I’m working with SNP data generated from a de novo assembly of 93 samples (from a ddRADseq pipeline using STACKS). The SNPs were called into a VCF file, and I’m interested in performing lineage analysis to understand evolutionary relationships or genetic clustering among individuals in my dataset.
What I’ve Done: I renamed the "chromosomes" in my VCF file to contig1, contig2, etc., as there are thousands, and converted the data to PLINK binary format. I successfully performed a KING kinship coefficients calculation using --make-king-table, which worked fine.
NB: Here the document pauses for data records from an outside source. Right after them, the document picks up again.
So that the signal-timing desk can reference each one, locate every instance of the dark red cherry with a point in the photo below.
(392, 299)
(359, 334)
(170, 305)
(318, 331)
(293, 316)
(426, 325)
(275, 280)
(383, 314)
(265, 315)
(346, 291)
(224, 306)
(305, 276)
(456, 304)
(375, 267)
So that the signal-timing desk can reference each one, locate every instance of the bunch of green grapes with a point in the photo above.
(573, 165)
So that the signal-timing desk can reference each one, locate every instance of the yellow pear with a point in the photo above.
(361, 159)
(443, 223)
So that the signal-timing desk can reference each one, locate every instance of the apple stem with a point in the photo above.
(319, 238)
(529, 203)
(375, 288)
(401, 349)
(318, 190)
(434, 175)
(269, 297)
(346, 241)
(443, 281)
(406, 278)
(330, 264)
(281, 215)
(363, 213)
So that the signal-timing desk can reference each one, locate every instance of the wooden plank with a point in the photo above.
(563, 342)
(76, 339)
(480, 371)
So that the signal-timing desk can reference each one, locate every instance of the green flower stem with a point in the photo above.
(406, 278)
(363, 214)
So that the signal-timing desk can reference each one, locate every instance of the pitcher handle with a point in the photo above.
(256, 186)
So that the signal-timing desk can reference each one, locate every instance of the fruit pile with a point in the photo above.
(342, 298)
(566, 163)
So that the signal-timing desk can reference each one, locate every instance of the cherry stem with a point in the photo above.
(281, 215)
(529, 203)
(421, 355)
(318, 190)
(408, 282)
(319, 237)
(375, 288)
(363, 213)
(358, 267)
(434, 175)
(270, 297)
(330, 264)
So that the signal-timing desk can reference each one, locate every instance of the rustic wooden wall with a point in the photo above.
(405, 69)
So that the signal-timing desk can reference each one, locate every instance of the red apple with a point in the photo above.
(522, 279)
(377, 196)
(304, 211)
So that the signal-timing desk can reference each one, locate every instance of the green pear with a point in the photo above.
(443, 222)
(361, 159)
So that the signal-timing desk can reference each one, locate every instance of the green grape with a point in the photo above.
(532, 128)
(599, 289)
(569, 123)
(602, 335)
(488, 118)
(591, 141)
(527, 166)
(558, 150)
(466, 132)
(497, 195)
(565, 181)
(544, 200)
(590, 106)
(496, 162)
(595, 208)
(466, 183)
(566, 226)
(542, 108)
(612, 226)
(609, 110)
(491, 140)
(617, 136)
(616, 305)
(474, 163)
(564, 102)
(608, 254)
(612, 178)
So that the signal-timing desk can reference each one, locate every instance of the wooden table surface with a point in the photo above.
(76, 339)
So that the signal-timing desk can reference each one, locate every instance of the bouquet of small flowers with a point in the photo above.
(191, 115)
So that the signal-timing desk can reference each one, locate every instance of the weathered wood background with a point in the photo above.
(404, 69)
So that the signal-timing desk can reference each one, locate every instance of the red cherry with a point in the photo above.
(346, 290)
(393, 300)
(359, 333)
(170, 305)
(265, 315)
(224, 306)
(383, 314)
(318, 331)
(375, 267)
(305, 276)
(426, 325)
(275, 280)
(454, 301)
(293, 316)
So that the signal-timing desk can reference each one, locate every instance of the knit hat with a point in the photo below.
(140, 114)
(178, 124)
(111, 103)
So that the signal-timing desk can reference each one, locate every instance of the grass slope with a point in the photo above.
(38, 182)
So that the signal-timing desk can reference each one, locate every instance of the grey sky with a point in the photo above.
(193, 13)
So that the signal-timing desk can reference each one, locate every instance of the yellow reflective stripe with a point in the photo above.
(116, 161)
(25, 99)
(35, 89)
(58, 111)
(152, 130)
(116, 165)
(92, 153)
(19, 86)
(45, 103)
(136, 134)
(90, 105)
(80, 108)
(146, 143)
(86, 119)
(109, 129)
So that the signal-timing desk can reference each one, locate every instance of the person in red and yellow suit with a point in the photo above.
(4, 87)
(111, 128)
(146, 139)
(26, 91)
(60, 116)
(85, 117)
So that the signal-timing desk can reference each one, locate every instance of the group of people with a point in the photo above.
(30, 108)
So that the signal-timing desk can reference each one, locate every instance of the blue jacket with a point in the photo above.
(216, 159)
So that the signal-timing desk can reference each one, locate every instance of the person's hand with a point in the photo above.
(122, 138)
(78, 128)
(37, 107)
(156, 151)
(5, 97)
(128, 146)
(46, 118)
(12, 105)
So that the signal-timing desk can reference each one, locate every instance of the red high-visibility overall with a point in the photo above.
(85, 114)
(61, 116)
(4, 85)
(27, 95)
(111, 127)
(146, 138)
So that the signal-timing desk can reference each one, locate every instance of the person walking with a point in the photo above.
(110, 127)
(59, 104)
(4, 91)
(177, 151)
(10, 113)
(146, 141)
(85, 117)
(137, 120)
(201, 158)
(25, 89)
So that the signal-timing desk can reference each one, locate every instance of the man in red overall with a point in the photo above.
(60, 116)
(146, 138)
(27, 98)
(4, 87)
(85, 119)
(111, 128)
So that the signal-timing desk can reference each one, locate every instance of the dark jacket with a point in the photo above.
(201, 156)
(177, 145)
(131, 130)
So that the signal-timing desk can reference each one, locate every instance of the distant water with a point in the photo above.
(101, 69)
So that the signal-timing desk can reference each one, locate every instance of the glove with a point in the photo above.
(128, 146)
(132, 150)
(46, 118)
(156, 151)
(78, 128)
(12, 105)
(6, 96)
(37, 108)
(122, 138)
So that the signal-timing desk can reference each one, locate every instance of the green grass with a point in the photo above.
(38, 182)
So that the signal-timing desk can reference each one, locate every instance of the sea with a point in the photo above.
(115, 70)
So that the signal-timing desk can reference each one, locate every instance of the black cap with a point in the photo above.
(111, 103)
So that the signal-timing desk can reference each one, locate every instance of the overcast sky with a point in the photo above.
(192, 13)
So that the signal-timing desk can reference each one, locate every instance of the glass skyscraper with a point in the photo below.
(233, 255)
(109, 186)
What I Need: I now want to perform a lineage analysis, ideally grouping individuals into lineages or genetic clusters based on SNP data.
My Questions:
What tools or workflows would you recommend for lineage analysis using SNP data from a de novo assembly? Are there tools that handle VCF files with non-standard chromosome names (e.g., contig1) directly? If specific formats are required, what are the best ways to convert my data for these tools?
I’m particularly looking for tools or software that: Work directly with VCF files or offer simple conversion workflows. Are designed for SNP-based lineage analysis (e.g., clustering or ancestry analysis), rather than whole-genome assembly. Thank you in advance for your help! Example workflows, tools, or scripts would be highly appreciated.